There are two main types of psychometric tests used by employers as part of their selection processes; aptitude tests and personality questionnaires.
Aptitude tests measure abilities such as verbal, numerical, or abstract reasoning. They are always presented in a multiple-choice format and the questions have definite right and wrong answers. They are strictly-timed and to be successful you need to work through them as quickly and accurately as possible.
There are at least 5000 aptitude tests which employers can use in the selection process and new tests are continually being developed and added to the already huge number of tests available. The companies that sell aptitude tests need to differentiate their own test from those of their competitors and this has produced a bewildering range of test names and acronyms. However, all of the tests you are likely to come across when applying for a job can be classified into six types:
Verbal Ability Tests - These questions appear in most job selection tests because employers usually want to know how well you can communicate. The test may include questions on spelling and word meanings as well as those that require you to understand analogies and follow detailed written instructions.
Numeric Ability Tests - These questions appear in most general aptitude tests because employers usually want some indication of your ability to use numbers even if this is not a major part of the job. The test may include basic arithmetic, number sequences and simple mathematics. In management level tests you will often be presented with charts and graphs that need to be interpreted.
Abstract Reasoning Tests - This is believed to be the best indicator of fluid intelligence and your ability to learn new things quickly. These questions appear in most general aptitude tests. The questions take the form of a series of diagrams.

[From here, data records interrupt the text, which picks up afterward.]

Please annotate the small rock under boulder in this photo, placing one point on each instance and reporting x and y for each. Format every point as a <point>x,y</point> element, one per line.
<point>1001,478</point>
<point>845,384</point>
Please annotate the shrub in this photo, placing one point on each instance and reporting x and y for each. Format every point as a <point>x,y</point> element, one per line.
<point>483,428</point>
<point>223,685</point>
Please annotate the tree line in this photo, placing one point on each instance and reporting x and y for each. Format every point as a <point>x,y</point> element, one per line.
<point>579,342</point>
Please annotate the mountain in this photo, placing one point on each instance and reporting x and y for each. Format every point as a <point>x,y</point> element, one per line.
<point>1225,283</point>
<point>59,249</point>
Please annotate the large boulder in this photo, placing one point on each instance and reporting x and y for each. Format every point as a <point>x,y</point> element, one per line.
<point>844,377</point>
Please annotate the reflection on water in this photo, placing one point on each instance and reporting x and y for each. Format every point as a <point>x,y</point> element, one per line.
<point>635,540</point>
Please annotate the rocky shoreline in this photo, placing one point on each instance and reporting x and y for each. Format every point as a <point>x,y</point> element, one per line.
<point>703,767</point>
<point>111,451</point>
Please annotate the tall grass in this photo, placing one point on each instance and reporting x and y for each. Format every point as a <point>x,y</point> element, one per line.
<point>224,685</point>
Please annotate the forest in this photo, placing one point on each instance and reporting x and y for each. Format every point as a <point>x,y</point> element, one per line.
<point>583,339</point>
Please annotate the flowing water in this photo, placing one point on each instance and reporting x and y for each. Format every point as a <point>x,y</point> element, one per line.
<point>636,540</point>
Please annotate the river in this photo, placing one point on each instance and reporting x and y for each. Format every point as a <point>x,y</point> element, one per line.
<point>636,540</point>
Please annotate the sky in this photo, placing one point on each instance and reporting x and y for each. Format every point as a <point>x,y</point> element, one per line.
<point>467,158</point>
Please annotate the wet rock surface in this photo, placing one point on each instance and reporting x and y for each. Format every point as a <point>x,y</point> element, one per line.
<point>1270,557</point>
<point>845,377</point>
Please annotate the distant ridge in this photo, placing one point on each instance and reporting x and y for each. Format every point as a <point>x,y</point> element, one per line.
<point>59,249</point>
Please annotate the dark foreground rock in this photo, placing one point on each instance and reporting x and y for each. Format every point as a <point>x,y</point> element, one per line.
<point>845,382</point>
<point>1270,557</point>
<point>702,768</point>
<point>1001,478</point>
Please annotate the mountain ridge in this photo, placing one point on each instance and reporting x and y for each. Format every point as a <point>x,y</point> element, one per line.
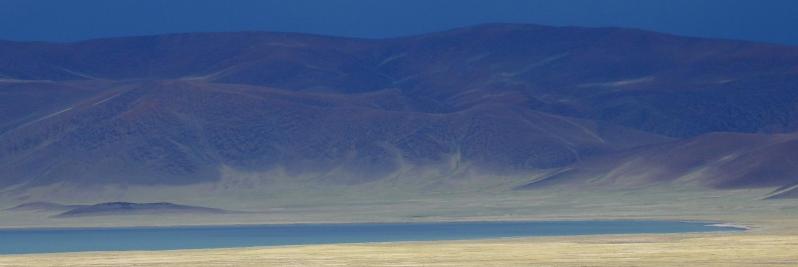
<point>505,99</point>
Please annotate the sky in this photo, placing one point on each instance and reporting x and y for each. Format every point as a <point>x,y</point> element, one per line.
<point>772,21</point>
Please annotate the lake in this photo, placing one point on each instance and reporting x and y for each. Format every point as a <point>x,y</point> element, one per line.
<point>18,241</point>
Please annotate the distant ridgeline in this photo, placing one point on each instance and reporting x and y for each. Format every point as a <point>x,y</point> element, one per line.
<point>617,107</point>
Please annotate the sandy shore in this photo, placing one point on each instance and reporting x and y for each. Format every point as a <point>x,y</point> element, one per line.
<point>773,244</point>
<point>727,249</point>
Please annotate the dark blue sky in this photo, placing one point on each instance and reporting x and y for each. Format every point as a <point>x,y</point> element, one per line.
<point>67,20</point>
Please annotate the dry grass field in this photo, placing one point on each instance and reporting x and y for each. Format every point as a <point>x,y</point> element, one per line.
<point>772,241</point>
<point>719,249</point>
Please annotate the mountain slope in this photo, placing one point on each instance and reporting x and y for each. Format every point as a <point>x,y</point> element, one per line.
<point>622,107</point>
<point>719,160</point>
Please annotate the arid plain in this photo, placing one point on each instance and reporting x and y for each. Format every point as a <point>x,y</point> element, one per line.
<point>772,240</point>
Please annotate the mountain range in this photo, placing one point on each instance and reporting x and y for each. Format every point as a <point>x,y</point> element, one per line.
<point>587,107</point>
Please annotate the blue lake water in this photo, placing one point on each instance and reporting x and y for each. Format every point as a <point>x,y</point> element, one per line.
<point>15,241</point>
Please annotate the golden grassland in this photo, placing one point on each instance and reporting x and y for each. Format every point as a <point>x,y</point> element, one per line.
<point>776,244</point>
<point>739,249</point>
<point>772,241</point>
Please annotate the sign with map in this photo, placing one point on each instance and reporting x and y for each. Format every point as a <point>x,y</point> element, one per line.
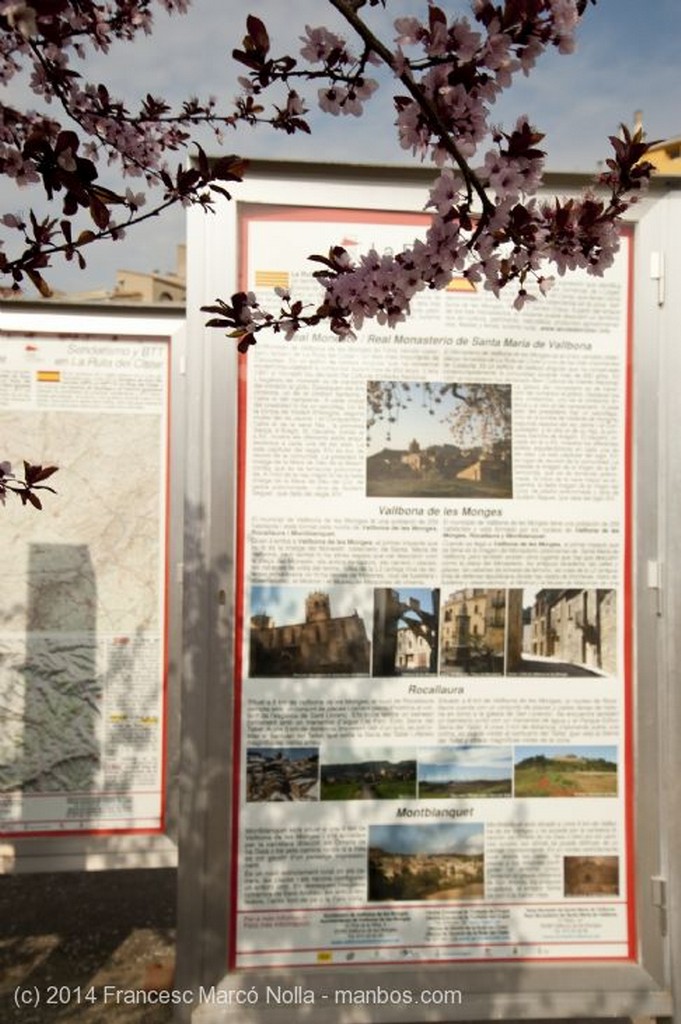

Spatial Ability Tests - These questions not usually found in general aptitude tests unless the job specifically requires good spatial skills. These tests measure your ability to mentally manipulate shapes.
Mechanical Reasoning Tests - These questions are used to select for a wide range of jobs including the military and emergency services, as well as many craft, technical and engineering occupations.
Data Checking Tests - Measure how quickly and accurately errors can be detected in data and are used to select candidates for clerical and data input jobs.
You can significantly improve your scores in aptitude tests by practicing the types of question that you will face. You should make your own decision about which types of question to practice. You could either concentrate on your weakest area or you could try to elevate your score across all areas. Whichever strategy you choose - keep practicing. Because of the way that aptitude tests are marked, even small improvements to your raw score will have a big influence on your chances of getting the job.
Personality tests are used to determine how you are likely to behave under various conditions. There are supposedly no right or wrong answers, and the questionnaires are usually completed without a strict time limit.
There are currently well over 2,500 personality questionnaires on the market and each year dozens of new companies appear with their own ‘new’ products.
Whilst, many of the well established companies who provide personality tests do operate to the highest ethical and professional standards, this market should be seen for what it is. One with low barriers to entry and one that is very poorly regulated. Anyone can set up a company to develop and sell personality tests and can make whatever claims they feel like, secure in the knowledge that they are very unlikely to be challenged.
Some of the companies that produce personality tests are very secretive about their methodologies and do not make public crucial information about how their tests were developed or how well they work, claiming that this information is ''proprietary".
For some personality tests, ''almost no evidence at all is available beyond assurances that evidence exists," reported a task force appointed by the American Psychological Association.
Many professional psychologists outside of the Personality Testing industry are Extremly Critical of the way that personality tests are used in the job selection process.
Despite the Dubious Validity of many of the personality tests used in selection, there is very little real advice about how to approach them. There are literally dozens of books and websites with advice on how to prepare your resume or how to answer ‘tough’ interview questions. However, when it comes to preparing yourself for a personality test, the advice is usually limited to ‘just be yourself’. Why? After all, if you’re going to spend considerable time and effort preparing your resume and preparing for the interview, then why not prepare yourself for the personality questionnaire?
One argument that you may hear, is that if you try to influence the test result then you will have to operate ‘outside’ of your personality type for 40 hours a week. This is overstating the case to the point of absurdity; very few people would ever consider applying for a job which was totally unsuitable for them. It would be foolish to attempt to fake a 180 degree change in your personality, but you may need to modify how one Personality trait appears in the results of a test. This is perfectly reasonable as most of us modify our behavior at work anyway and these tests are attempting to infer behavior from our personality traits.
Despite all of the platitudes to the contrary, either you have the Right personality or you get rejected in favor of someone who has. The idea that there are no right and wrong answers is patently untrue. The test publishers and the organizations that use the tests admit as much when they say ‘personality questionnaires help to replace subjective judgments with objective ones’. If there are no right and wrong answers, then what exactly is the test replacing subjective judgments with?